Decentring whiteness: ‘Wansolwara’ and the need for critical diversity

When The Sydney Morning Herald announced the five emerging culture critics chosen to receive funding through a new initiative led by the Copyright Agency and the Judith Neilson Institute for Journalism and Ideas in early May, we were delighted to see Art Monthly Australasia regular Chloé Wolifson named as one of these recipients. With Melbourne-based writers Bec Kavanagh (The Australian, Meanjin) and Tiarney Miekus (Art Guide Australia), and fellow Sydneysiders Jack Callil (Australian Book Review, Meanjin) and Cassie Tongue (Time Out, The Guardian), Wolifson gained access to a AU$150,000 cultural fund for the publication of arts reviews and criticism in The Australian, The Sydney Morning Herald, The Age, Brisbane Times and WA Today.

The stated aim of this fund is to introduce ‘important new voices to the landscape of arts criticism and review in Australia’ and to offer ‘new perspectives on contemporary Australian works that will spark interest, curiosity and debate in the wider community’. The five writers chosen as beneficiaries, however, while extremely talented and deserving recipients, are also notable for a certain uniformity of complexion and cultural background. Not long after their names were announced, writing for Overland, Shirley Le drew attention to this uniformity in an extended discussion of the need for greater diversity in Australian critical coverage of the arts. Other prominent public voices, including Osman Faruqi, Ruby Hamad and Michelle Law took to Twitter and Facebook to voice their surprise – the message seemed clear: ‘The monocultural face, voice and gaze of the Australian arts reviewership is here to stay.’
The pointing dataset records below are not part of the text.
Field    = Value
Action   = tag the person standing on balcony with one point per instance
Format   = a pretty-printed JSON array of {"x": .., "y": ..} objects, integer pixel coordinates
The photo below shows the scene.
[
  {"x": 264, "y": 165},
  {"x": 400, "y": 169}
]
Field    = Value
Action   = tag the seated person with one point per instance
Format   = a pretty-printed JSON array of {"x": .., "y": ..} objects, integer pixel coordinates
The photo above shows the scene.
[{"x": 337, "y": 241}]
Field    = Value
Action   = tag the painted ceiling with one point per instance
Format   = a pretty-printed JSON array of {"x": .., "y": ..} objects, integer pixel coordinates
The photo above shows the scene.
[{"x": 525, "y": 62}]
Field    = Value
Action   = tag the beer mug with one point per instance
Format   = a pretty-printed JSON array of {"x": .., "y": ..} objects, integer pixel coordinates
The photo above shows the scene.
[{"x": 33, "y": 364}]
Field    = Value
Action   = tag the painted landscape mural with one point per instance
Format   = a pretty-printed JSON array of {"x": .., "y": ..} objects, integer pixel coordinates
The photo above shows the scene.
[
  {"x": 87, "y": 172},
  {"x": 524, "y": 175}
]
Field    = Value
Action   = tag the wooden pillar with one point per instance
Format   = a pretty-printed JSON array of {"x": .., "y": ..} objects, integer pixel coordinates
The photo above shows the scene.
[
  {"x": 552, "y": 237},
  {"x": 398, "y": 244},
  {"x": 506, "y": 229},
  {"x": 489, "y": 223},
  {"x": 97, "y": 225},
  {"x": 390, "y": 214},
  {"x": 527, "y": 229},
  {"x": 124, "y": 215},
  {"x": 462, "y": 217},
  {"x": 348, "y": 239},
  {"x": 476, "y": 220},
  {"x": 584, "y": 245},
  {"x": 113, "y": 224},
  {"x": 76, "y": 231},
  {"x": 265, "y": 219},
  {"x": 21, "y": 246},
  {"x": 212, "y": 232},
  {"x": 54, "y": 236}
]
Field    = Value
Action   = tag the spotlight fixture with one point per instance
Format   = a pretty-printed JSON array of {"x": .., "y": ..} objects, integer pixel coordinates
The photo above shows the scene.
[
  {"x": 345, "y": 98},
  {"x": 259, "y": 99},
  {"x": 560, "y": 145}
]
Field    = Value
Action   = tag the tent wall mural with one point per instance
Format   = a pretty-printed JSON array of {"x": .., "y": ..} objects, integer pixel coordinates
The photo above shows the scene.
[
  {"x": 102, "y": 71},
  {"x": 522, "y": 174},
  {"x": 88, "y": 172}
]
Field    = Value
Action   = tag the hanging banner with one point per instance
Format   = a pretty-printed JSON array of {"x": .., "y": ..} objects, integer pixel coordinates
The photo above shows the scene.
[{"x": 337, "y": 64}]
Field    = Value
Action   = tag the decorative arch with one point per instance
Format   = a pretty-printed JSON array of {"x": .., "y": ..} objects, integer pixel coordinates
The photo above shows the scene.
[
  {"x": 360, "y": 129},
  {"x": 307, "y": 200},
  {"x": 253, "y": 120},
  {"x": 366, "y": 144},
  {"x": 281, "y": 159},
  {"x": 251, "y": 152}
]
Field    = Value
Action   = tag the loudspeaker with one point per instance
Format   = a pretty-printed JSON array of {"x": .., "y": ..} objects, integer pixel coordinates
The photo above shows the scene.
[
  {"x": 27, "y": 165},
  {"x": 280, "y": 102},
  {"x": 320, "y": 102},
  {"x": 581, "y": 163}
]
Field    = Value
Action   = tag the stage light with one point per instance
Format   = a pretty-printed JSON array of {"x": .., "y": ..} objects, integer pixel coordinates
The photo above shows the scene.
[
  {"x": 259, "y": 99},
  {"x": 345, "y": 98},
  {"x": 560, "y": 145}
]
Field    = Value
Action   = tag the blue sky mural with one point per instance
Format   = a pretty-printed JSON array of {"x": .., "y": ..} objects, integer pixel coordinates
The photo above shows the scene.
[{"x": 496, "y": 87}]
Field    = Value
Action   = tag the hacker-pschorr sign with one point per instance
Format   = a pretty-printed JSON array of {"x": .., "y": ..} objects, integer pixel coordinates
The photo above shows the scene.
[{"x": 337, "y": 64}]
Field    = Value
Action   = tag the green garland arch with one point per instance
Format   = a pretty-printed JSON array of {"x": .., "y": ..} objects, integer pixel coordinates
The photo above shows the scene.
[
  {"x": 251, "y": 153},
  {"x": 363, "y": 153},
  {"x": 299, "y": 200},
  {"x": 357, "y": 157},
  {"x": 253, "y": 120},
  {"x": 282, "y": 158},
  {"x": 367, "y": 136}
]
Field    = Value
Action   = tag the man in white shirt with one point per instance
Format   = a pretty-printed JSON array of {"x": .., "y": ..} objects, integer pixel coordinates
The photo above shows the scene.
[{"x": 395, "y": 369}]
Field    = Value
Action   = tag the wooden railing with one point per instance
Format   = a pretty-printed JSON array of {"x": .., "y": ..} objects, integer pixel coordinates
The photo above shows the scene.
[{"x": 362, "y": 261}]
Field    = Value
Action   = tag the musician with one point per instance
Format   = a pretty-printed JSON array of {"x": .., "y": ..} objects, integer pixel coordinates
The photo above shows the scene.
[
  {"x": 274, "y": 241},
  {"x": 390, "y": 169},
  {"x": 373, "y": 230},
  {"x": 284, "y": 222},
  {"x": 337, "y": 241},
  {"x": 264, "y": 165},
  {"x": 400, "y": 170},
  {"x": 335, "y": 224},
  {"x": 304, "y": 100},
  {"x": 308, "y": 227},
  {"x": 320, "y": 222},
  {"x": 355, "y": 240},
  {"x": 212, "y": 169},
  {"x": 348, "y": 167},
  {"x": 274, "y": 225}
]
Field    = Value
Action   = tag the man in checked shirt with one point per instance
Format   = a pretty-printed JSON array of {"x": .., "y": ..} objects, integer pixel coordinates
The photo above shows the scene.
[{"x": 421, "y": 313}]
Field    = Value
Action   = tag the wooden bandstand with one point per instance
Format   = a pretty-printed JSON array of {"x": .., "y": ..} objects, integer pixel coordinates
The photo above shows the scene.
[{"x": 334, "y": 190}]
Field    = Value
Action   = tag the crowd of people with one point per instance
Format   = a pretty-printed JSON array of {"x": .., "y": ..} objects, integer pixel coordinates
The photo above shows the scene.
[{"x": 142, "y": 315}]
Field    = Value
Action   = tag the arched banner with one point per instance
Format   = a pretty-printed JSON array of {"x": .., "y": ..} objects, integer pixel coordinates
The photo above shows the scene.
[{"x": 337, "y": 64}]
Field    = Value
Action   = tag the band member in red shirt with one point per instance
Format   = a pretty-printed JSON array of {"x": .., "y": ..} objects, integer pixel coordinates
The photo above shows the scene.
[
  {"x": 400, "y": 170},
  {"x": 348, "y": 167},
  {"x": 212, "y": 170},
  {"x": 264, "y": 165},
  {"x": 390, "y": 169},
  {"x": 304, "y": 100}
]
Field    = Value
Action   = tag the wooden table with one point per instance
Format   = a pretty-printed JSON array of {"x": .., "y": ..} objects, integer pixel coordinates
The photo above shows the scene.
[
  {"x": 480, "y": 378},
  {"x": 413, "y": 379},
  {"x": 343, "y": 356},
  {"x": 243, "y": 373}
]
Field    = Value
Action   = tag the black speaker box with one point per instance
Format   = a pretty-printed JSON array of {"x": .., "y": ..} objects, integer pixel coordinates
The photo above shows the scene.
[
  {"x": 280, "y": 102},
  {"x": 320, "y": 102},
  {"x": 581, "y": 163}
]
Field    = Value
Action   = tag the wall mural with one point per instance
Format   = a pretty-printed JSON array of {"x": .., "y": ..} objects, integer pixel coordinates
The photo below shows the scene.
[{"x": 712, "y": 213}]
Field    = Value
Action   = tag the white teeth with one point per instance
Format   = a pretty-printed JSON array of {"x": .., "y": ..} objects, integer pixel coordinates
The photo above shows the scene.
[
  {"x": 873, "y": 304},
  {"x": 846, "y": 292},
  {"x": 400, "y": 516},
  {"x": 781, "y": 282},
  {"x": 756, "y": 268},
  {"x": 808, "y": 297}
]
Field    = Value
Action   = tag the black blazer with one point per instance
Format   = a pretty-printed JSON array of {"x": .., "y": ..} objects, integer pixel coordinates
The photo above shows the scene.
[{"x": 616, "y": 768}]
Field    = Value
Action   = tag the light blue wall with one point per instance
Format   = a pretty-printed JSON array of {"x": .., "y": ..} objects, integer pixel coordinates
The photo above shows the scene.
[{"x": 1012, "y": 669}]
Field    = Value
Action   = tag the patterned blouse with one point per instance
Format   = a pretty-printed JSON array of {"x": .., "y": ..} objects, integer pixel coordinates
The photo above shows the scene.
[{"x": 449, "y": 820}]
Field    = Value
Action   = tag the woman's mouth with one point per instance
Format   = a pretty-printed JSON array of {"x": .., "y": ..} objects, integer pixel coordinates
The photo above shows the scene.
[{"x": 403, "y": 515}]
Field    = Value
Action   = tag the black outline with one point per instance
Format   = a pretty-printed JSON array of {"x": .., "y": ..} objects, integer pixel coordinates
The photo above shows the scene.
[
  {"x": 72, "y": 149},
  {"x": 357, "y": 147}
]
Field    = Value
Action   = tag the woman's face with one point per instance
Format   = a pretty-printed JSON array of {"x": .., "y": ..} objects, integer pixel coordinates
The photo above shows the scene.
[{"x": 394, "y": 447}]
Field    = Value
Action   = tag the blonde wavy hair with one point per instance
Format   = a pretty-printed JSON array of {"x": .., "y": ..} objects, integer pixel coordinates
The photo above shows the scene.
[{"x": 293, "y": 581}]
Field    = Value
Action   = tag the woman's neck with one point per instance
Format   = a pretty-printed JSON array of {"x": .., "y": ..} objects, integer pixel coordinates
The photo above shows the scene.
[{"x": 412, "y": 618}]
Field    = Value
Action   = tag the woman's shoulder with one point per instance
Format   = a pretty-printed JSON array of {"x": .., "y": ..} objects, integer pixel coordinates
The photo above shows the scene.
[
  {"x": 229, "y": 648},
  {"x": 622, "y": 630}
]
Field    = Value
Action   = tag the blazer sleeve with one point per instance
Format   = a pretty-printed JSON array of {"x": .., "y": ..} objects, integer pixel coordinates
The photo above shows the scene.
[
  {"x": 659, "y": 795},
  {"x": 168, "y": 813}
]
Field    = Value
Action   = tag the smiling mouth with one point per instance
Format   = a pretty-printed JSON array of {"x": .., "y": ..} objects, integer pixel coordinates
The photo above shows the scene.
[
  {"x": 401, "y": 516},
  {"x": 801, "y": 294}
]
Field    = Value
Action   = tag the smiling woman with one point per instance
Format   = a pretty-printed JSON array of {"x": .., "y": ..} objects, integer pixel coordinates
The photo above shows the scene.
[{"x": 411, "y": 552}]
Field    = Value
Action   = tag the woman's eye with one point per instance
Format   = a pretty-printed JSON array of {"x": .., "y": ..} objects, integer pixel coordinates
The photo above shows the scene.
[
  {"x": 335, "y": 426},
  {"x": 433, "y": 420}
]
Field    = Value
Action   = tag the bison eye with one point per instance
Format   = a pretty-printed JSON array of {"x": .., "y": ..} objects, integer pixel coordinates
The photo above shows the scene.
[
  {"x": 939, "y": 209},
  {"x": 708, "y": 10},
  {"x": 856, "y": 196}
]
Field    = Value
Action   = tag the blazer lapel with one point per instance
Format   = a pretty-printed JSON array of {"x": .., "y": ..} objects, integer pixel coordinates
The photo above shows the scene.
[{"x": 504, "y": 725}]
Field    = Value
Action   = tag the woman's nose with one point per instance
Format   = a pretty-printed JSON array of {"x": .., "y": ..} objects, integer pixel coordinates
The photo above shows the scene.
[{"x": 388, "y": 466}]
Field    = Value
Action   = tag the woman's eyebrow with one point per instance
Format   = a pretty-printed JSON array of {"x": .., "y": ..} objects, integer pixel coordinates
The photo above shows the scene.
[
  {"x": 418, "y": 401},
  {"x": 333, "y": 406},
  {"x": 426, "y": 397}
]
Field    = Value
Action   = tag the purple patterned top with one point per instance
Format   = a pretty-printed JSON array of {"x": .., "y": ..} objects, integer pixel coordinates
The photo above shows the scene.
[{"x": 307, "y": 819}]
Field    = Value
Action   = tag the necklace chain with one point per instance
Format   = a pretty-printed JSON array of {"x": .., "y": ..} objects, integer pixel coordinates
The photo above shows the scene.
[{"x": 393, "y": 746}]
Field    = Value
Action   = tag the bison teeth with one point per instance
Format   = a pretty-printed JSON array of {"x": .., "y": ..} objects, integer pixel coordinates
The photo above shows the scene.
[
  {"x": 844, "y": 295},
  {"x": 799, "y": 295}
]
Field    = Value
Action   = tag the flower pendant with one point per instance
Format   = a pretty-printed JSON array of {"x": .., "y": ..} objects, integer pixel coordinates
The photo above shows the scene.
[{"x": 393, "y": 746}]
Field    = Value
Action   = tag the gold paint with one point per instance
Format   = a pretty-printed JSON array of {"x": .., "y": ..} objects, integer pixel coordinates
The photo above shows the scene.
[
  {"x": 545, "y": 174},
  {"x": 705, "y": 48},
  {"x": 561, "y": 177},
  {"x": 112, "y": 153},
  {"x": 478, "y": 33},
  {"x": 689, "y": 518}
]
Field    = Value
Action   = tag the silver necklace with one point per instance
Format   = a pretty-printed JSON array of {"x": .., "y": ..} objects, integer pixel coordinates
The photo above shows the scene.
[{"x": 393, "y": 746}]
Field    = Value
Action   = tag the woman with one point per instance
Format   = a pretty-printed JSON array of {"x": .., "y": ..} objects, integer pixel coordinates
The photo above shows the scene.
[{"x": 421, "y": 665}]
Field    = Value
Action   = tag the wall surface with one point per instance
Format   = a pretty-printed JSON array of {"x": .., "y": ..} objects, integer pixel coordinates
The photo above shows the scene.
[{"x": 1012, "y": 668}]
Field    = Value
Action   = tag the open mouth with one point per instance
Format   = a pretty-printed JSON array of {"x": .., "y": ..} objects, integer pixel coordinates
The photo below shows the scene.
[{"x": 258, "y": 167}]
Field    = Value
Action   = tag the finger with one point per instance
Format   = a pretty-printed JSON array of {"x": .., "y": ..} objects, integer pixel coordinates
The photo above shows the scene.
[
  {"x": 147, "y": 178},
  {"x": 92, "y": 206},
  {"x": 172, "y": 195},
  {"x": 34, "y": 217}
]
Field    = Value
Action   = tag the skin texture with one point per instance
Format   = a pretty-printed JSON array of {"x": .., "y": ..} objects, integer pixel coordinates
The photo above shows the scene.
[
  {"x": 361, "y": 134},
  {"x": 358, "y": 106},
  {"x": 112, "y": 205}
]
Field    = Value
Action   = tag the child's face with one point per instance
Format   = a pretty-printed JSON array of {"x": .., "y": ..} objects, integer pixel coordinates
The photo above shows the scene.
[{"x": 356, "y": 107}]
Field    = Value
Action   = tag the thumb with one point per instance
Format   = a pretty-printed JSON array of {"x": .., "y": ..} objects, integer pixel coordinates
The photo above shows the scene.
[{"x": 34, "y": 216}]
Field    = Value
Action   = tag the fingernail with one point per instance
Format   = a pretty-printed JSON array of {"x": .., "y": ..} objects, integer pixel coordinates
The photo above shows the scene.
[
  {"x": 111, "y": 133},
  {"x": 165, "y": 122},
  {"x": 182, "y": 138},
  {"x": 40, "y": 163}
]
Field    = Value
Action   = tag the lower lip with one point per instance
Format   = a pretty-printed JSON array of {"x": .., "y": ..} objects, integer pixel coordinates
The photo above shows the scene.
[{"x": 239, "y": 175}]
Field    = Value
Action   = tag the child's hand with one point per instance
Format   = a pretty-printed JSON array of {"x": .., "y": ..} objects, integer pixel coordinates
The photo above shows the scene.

This erasure of difference, Le notes, ‘is one of the most persistent and ongoing conversations in the Australian arts industry’. In a report published in August 2019, Diversity Arts Australia revealed a shocking lack of culturally and linguistically diverse representation on the executive boards and award panels of our country’s arts institutions. It is perhaps unsurprising, then, that these issues came to the fore in a conversation between early-career writers Mitiana Arbon, Winnie Dunn, Enoch Mailangi and Talia Smith after the opening of ‘Wansolwara: One Salt Water’ at UNSW Galleries and 4A Centre for Contemporary Asian Art, transcribed in our current issue. For Arbon and Dunn, this gathering of over 20 artists, writers, performers and filmmakers ‘connected by the Great Ocean’ foregrounded ‘the problem of negotiating our cultural identities in spaces where we’re not a majority’ and provided a valuable opportunity ‘to see Tonga spread out in a place like UNSW Galleries’. Smith, too, spoke of her ambition ‘to see myself in these places, and [for] exhibitions to start reflecting things that I know my family feel’.

The inclusion of artists without Pacific or First Nations heritage in an exhibition dedicated to the cultural networks of this region, however, prompted some critique. Echoing Le’s remarks, Dunn observed that, ‘if white artists took a step back and just let other voices in … it would change what we consider art today in this country’, while Smith explained her personal approach to issues of equity: ‘if I think I’m not the right person to tell a particular story, then I’ll pass it on … It’s about learning when you should give the mic to someone else and not just take every opportunity.’ Last week, Kavanagh and Callil demonstrated their shared commitment to this approach when they voluntarily resigned from their new roles, citing their realisation of this ‘missed opportunity to support non-white voices in arts criticism in Australia’ and asking for their share of the fund to be ‘redistributed to non-white writers’. A comparable aspiration animates ‘Wansolwara’, which Mailangi views as an opportunity to see ‘who Pasifika artists are when they’re not busy responding to whiteness or colonisation … to see Pasifika art when it’s not centring whiteness’.

As Creative Producer and General Manager, respectively, of Sweatshop Western Sydney Literacy Movement, Le and Dunn are united by their mission to accomplish this decentring of whiteness in the critical landscape of Australian arts and culture. Through projects like ‘StoryCasters’, Sweatshop has positioned itself alongside other organisations like Djed Press, Liminal, Mascara Literary Review and Peril Magazine, and as a much-needed advocate for culturally and linguistically diverse writers, musicians, podcasters and filmmakers. Yet the responsibility for ensuring diverse conversations about the arts in this country cannot be delegated entirely to organisations like these – mainstream validation is also essential, and it is here that larger organisations like the Copyright Agency and the Judith Neilson Institute for Journalism and Ideas can show their support. Without belittling the achievements of Callil, Kavanagh, Miekus, Tongue, Wolifson and the many other white critics across Australia, true change, writes Le ‘cannot happen unless artists of colour are supported by the rest of this industry’.